D'une
certaine façon, le super-héros est le parachèvement du rêve de pouvoir et
d'aventure. Des capacités par définition extraordinaires et le plus souvent
uniques, une identité parallèle haute en couleur, remarquable et en général
célèbre, le destin du monde sur les épaules (et la capacité de l'assumer), et
des ennemis personnels, intimes et grandioses à la fois, par lesquels on peut
prouver encore et encore la légitimité de sa gloire.
Avec, en sus, l'essor récent du genre sur les grands écrans
du cinéma (et, avec plus ou moins de bonheur, sur nos écrans de télévision), le
genre est en plus sorti du carcan de la page de comics pour s'étaler au grand
jour dans l'imaginaire et la passion du public.
Avec tout ça, le genre a potentiellement de quoi séduire les
rôlistes à tous les niveaux.
Alors voyons un peu de quoi il retourne, et ce qui attend
les tablées qui veulent se lancer dans l'aventure.
Un genre riche. VRAIMENT riche.
Fondamentalement,
le genre du super-héros a toujours une racine unique.
Des individus, humains ou pas d'ailleurs, se trouvent dotés
de capacités hors-normes, et s'investissent d'une mission, en général de
justice, adoptant pour l'accomplir une identité spéciale, souvent livrée avec
un costume particulier.
Même si des déclinaisons existent aujourd'hui en grand
nombre, la base du genre est américaine jusqu'au bout des ongles.

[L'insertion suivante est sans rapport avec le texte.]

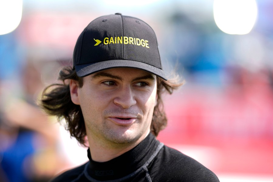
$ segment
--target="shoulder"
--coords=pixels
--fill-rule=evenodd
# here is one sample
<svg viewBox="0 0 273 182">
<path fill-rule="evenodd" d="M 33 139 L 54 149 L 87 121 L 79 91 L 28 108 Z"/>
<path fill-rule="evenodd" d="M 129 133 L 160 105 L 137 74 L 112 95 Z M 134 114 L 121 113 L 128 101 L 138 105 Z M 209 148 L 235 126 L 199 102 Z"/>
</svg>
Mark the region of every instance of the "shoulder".
<svg viewBox="0 0 273 182">
<path fill-rule="evenodd" d="M 153 165 L 156 168 L 159 167 L 157 169 L 159 171 L 164 170 L 164 172 L 160 175 L 160 179 L 164 181 L 219 181 L 211 171 L 196 160 L 174 149 L 164 146 L 156 158 L 155 163 L 157 163 Z"/>
<path fill-rule="evenodd" d="M 79 179 L 84 175 L 84 168 L 87 163 L 59 174 L 52 179 L 50 182 L 72 181 Z"/>
</svg>

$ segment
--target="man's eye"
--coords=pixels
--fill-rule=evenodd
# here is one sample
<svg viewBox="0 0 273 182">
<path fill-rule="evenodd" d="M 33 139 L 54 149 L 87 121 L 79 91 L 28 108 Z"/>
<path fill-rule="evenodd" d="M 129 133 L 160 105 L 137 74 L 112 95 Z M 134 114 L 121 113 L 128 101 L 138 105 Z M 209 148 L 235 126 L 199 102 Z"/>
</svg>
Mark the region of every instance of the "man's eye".
<svg viewBox="0 0 273 182">
<path fill-rule="evenodd" d="M 145 87 L 147 86 L 148 84 L 145 82 L 139 82 L 136 84 L 135 85 L 138 87 Z"/>
<path fill-rule="evenodd" d="M 102 83 L 108 86 L 114 85 L 116 84 L 116 83 L 115 82 L 113 81 L 104 81 Z"/>
</svg>

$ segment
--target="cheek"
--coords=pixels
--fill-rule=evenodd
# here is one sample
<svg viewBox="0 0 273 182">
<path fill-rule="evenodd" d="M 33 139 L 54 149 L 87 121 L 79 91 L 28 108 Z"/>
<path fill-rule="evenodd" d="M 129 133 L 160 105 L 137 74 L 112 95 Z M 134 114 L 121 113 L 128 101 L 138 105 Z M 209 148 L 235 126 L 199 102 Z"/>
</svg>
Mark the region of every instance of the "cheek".
<svg viewBox="0 0 273 182">
<path fill-rule="evenodd" d="M 156 103 L 156 89 L 153 91 L 148 98 L 146 100 L 145 104 L 145 107 L 149 115 L 152 116 L 153 113 L 154 108 Z"/>
</svg>

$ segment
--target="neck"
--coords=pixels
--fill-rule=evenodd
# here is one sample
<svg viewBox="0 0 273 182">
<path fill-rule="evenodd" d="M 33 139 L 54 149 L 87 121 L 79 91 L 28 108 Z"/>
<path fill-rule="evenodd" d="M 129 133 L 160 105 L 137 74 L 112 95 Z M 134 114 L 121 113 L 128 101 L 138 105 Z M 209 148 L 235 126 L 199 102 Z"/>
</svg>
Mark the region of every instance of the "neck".
<svg viewBox="0 0 273 182">
<path fill-rule="evenodd" d="M 145 139 L 150 132 L 141 136 L 133 142 L 126 143 L 113 143 L 111 142 L 101 141 L 94 136 L 87 134 L 92 160 L 98 162 L 108 161 L 132 149 Z"/>
</svg>

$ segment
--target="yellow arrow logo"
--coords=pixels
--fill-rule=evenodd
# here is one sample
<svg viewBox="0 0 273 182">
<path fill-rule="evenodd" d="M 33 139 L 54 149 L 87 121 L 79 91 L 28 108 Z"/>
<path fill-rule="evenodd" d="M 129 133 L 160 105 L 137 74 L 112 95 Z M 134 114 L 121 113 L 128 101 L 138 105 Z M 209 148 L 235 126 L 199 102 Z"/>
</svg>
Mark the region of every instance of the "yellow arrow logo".
<svg viewBox="0 0 273 182">
<path fill-rule="evenodd" d="M 97 46 L 99 44 L 101 43 L 101 41 L 100 40 L 98 40 L 98 39 L 96 39 L 96 40 L 95 40 L 95 39 L 94 39 L 94 40 L 97 43 L 96 43 L 94 45 L 94 46 Z"/>
</svg>

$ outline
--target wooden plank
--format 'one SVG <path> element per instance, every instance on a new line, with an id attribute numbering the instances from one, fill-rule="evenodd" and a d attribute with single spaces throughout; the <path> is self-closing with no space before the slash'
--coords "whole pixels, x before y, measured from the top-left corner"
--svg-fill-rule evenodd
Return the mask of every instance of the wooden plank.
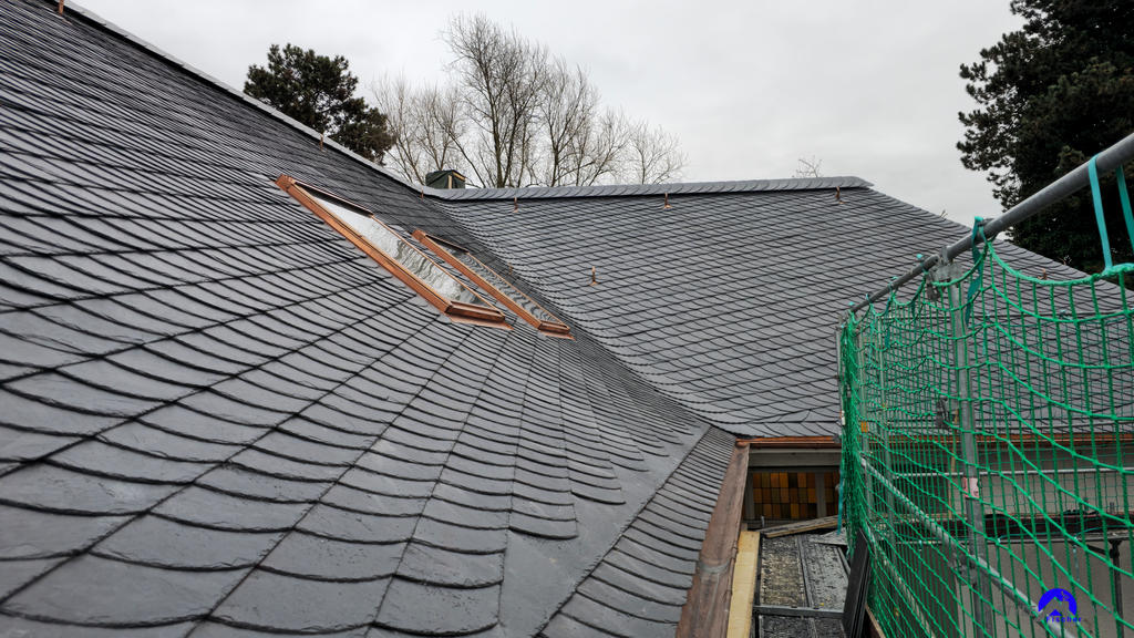
<path id="1" fill-rule="evenodd" d="M 728 638 L 748 638 L 752 633 L 752 604 L 756 597 L 756 556 L 760 532 L 742 531 L 733 570 L 733 602 L 728 611 Z"/>
<path id="2" fill-rule="evenodd" d="M 677 638 L 726 638 L 747 472 L 748 445 L 737 440 L 705 529 L 693 585 L 677 622 Z"/>
<path id="3" fill-rule="evenodd" d="M 796 523 L 787 523 L 787 524 L 770 527 L 763 530 L 763 535 L 764 538 L 779 538 L 780 536 L 787 536 L 789 534 L 802 534 L 804 531 L 815 531 L 816 529 L 831 528 L 837 526 L 838 522 L 839 522 L 838 517 L 811 519 L 809 521 L 799 521 Z"/>

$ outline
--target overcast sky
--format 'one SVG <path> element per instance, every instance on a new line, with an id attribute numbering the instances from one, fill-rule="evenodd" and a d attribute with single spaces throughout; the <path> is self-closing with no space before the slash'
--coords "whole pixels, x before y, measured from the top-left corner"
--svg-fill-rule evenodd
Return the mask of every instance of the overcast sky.
<path id="1" fill-rule="evenodd" d="M 271 43 L 341 54 L 362 84 L 442 81 L 439 31 L 482 11 L 590 70 L 606 103 L 675 133 L 683 181 L 790 177 L 799 158 L 855 175 L 965 225 L 999 215 L 960 166 L 958 77 L 1022 22 L 1008 0 L 81 0 L 177 58 L 242 87 Z M 369 89 L 366 90 L 369 96 Z"/>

Elle vient d'une époque et d'un pays où la justice était (et
peut encore être) une affaire de citoyens ordinaires autant que des forces de
l'ordre, et où l'accomplissement de l'individu est censé être une valeur et une
possibilité fondamentale.
A l'origine, le super-héros est par définition une
incarnation du "rêve américain".
Mais très vite, et aussi pendant très longtemps, dans la
mesure où le genre va peu ou prou atteindre son siècle d'existence, la
littérature du comics s'est diversifiée.
Aujourd'hui, on dénombre de nombreux styles, et autant d'approches
sur ce concept de base.
Les amateurs du genre pourront vous parler d'Ages d'Or,
d'Argent et d'Acier, du style "4 Couleurs", du "Mainstream"
ou encore du "Modern".
Chacun de ces styles se définit par des thèmes et des
variantes sur la moralité des héros (du manichéisme chevaleresque aux
anti-héros sur-violents), le type d'aventures rencontrées (fantaisistes, hautes
en couleurs, ou marquées par les subtilités des dilemmes sociaux et moraux de
leurs époques) ou encore de la considération données aux super-pouvoirs et à
leur fonctionnement (simples et merveilleux, ou avec des tentatives de
rationalisation et de vraisemblance, tant que faire se peut).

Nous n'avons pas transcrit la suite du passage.